Although the loathing in her drained eyes states otherwise.
“Sleep on the floor,” she says.
When she gives in to her weariness and lies back on the pillow, I remove her boots and toss them beside the bed. Then I yank the covers down from beneath her and gently draw them up over her body.
As I tuck the blanket around her shoulders, she watches me closely, a curious draw to her shadowed features.
I’ve touched every inch of her body. I’ve worshiped her, memorized her. I’ve reveled in the feel of her as she came undone in my arms, and yet this delicate moment here is the closest I’ve ever been to her.
I can sense her guard lowering. She doesn’t know how to shelter that fragile vulnerability yet, especially when she’s exhausted and emotionally spent.
“There’s nothing to fear.” I chance smoothing the hair away from her forehead, and she lets me. “We’re a force together. Your skills and my—”
“Psychosis?”
I choke off a laugh. “I prefer nefarious genius.” I kneel next to the bed, becoming level with her. “They won’t get near us. They can’t.”
After a weighted beat where I suppress the urgent desire to kiss her, I stand and start to move away. She reaches for my hand. Her fingers are light on my palm, but it’s enough to stop me. I follow the connection up to meet her eyes.
“What did Grayson say to you?”
Stalled, I watch the reflected lights from the street play across the wall. Her vulnerability could be a manipulation tactic, a ploy to lower my defenses. Even so, I have to give in to her. We’ll never reach our aligned destination if one of us doesn’t yield to the other.
I walk to the window on the other side of the bed and close the blinds to shut out the city lights. Then I reach behind my head and tug off my shirt. I drop the ruined fabric to the hardwood before I slip into bed beside her.
I give her what she asks and openly recount my interaction with Grayson, even admitting to where he approached me. She knows I’ve been inside her loft; she’s figured it out by now.
The groove between her eyebrows caves as deep as her thoughts. “I was right. They want us dead.”
I lie facing her, my head propped painfully on my burned and bruised fist. “Logically, yes. Use us to remove any correlation to the victims, then remove all traces of me, the only link to my sister.” Mary is the threat tying Grayson to the chain of events. Although the MO is different, authorities would have no issue drawing a parallel to The Angel of Maine for my crimes.
“And there can’t be any witnesses,” she says, piecing together her own demise as part of the equation.
“Letting either of us live would sabotage the carefully orchestrated vanishing act Grayson performed,” I say. “He won’t allow that to happen.” Also, I believe he fears what such an exposure will uncover about his psychologist’s involvement.
“But there’s another variable I’m ashamed to admit I didn’t consider, one the fiend himself was pleased to point out.” I hedge closer to her, the sheet an annoying obstruction between us. “Brewster.”
She gently shakes her head against the pillow. “I don’t understand.”
“The same software we used to spy on Brewster during the Ericson revenge job, Brewster can use to trace and find you. He may not be that tech savvy himself, but he has enough money and connections to find someone who is.” I rest my hand on her arm, gliding my thumb under the shirt cuff to ground a connection. “Brewster is a danger to you.”
Her skin pebbles with gooseflesh, and I try to rub the chill away.
“Why would—?” As soon as she starts to voice the thought, she realizes the implication.
“Money,” I answer simply.
She wipes a hand down her face. “I should’ve realized. I would’ve realized it…before.”

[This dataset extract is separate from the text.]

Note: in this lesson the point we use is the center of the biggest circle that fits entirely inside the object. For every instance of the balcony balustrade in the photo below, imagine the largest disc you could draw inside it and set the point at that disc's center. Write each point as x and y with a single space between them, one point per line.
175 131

I draw my hand away. I could reassure her that her emotions will balance out, that she won’t always be so aware of or distracted by them. But I let the silence build, fuming the bedroom like steam in the shower.
“I could hack Ericson’s accounts,” she says, thinking aloud. “Then I could transfer Brewster’s money to an anonymous source, provide logins for him. If all he wants is his money, I can make that happen.”
“He’s being looked at too closely in connection to Ericson’s murder,” I tell her. “Any transactions will be traced. It’s too risky.”
“I plan to turn myself in anyway,” she says, staring at the ceiling. “It would just hasten the process.”
Her confession doesn’t distress me as much as the prospect once did. I watched Blakely pass a police precinct every day on her way to the martial arts studio. She’d pause in front of the building and stare at the door, and I knew what she was contemplating.